Extragradient Method: Convergence Guarantees

Updated 11 November 2025

Extragradient Method is a two-step prediction-correction algorithm designed to solve monotone variational inequalities and saddle-point problems.
It guarantees an O(1/K) convergence rate for the last iterate’s squared norm without needing extra assumptions like strong monotonicity or Jacobian smoothness.
Comparative analysis reveals that while EG retains robust convergence in general settings, alternative methods like optimistic gradient may lack the necessary cocoercivity properties.

The extragradient method is a foundational first-order algorithm for solving monotone variational inequalities, saddle-point problems, and root-finding problems involving monotone and Lipschitz operators. Its main appeal stems from robustness and the ability to achieve sharp convergence guarantees even when classical conditions like strong monotonicity or Jacobian smoothness are absent.

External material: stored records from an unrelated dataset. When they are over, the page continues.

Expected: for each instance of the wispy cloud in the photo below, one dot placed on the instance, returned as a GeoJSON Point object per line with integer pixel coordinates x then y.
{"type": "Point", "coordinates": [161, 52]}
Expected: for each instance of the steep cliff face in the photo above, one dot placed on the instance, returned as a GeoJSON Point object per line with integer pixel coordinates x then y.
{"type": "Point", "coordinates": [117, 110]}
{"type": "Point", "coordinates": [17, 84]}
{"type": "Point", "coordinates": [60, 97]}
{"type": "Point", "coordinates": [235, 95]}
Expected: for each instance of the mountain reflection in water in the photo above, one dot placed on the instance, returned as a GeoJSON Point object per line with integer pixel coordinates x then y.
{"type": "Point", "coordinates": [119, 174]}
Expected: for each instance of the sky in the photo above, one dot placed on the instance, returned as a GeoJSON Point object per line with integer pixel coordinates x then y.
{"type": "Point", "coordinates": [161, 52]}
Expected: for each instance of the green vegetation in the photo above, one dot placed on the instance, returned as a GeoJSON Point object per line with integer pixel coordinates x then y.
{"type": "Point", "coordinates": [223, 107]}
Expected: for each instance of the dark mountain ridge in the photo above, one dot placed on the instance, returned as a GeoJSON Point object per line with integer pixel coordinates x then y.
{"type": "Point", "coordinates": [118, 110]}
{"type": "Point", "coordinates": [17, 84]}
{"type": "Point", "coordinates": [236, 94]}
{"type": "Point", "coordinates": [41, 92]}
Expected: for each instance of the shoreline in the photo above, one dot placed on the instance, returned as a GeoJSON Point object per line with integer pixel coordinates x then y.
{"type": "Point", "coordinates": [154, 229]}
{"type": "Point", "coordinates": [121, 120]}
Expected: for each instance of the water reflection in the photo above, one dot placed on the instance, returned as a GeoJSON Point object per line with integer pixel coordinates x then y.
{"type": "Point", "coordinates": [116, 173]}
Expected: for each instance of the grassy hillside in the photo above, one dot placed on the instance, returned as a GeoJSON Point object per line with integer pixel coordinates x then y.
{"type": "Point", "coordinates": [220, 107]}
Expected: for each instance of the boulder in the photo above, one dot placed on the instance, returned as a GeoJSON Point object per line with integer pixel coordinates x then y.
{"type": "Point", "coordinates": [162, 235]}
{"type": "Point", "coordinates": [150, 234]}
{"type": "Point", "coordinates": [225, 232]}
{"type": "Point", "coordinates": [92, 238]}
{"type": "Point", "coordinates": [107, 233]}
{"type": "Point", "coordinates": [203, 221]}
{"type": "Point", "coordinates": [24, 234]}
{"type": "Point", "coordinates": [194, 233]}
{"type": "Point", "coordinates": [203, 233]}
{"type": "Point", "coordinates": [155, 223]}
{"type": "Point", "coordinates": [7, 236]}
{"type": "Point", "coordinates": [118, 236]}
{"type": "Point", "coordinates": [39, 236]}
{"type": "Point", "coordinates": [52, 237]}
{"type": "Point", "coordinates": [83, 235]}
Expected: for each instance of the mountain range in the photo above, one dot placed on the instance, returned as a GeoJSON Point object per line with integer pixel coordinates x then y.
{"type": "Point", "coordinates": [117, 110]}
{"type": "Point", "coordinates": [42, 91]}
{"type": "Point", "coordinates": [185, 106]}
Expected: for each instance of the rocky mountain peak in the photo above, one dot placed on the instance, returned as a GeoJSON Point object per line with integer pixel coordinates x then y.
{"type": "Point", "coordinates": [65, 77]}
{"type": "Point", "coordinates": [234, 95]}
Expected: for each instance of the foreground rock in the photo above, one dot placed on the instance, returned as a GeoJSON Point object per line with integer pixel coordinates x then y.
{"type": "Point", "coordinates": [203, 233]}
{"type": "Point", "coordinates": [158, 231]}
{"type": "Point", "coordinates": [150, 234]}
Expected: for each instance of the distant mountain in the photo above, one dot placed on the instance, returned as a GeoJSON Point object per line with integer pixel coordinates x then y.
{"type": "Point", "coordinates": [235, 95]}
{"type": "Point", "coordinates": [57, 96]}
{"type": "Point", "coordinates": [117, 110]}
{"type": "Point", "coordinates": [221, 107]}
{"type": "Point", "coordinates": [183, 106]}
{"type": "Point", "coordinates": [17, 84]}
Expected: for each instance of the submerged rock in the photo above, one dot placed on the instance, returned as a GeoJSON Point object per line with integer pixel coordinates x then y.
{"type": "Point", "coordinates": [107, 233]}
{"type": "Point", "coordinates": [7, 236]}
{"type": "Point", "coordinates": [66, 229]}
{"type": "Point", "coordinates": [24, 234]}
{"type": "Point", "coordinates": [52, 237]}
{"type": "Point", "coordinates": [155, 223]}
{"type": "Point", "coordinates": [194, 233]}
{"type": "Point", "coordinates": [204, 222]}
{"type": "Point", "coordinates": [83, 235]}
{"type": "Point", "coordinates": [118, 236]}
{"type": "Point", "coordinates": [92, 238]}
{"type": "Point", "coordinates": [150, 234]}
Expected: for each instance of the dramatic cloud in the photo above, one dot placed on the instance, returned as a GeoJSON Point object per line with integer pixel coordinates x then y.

1. Variational Inequality Framework and the Extragradient Iteration

Consider the unconstrained variational inequality problem: find $x^* \in \mathbb{R}^d$ such that $F(x^*) = 0$ , where $F: \mathbb{R}^d \rightarrow \mathbb{R}^d$ is monotone and $L$ -Lipschitz: $\langle F(x) - F(y), x - y \rangle \geq 0 \quad \forall x, y \in \mathbb{R}^d, \qquad \|F(x) - F(y)\| \leq L\|x - y\|.$ The classical extragradient method (EG), introduced by Korpelevich (1976), proceeds at iteration $k$ with a step size $\eta>0$ as: $\begin{aligned} x_{k+\frac{1}{2}} & = x_k - \eta F(x_k), \ x_{k+1} & = x_k - \eta F(x_{k+\frac{1}{2}}). \end{aligned}$ This two-step scheme computes a forward step (prediction) followed by a correction at the extrapolated point, effectively mitigating the cycling and instability endemic to gradient descent when $F$ is monotone but not strongly so.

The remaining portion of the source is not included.